Nutrition

A grain of prevention

Author: Canadian Living

Nutrition

A grain of prevention

High fibre content makes grains an important part of every diet. Here is some information about grains and four great recipes.

"On white or whole wheat" must be the most-asked question at the lunch counter. If you choose whole wheat, your sandwich will not only be tastier but will provide more fibre, vitamin B6, magnesium and zinc. Whole grains -- whether from the wheat flour in the sandwich bread or the brown rice in a pilaf or the oats in your morning porridge -- contain all the parts of the grain kernel; in refined grains, however, the bran and germ -- which house most of the nutrients -- have been removed. One of the reasons whole grains are so important in our diet is their high fibre content, says Suzanne Hendricks, president of the National Institute of Nutrition. "This means they are good regulators and play a preventive role in certain disease conditions, such as diverticulitis, heart disease and diabetes." Try these ways to incorporate whole grains into a simple pilaf, a fruity loaf, muffins and good old peanut butter cookies.

Grain of goodness
Whole grains, such as wheat, oats, barley, rye and rice, retain all the parts of the grain kernel after milling.

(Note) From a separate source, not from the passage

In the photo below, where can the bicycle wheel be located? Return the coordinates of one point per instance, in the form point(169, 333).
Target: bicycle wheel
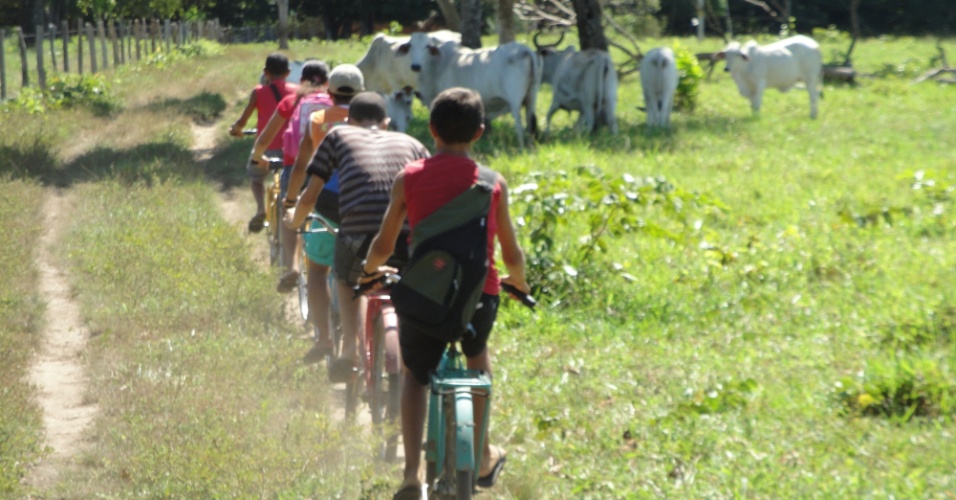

The endosperm (the inside, or majority of the kernel) has most of the carbohydrates and protein, some B vitamins and some of the fibre. The bran (multilayer fibrous coating) provides most of the B vitamins, 66 per cent of the minerals and most of the fibre. The germ (embryo that develops to form a new plant) contains some polyunsaturated fat and vitamin E.

In refined grains, such as white rice, only the endosperm is retained after milling.

In enriched products (flour, breed, pasta), some of the vitamins and minerals lost during processing are restored.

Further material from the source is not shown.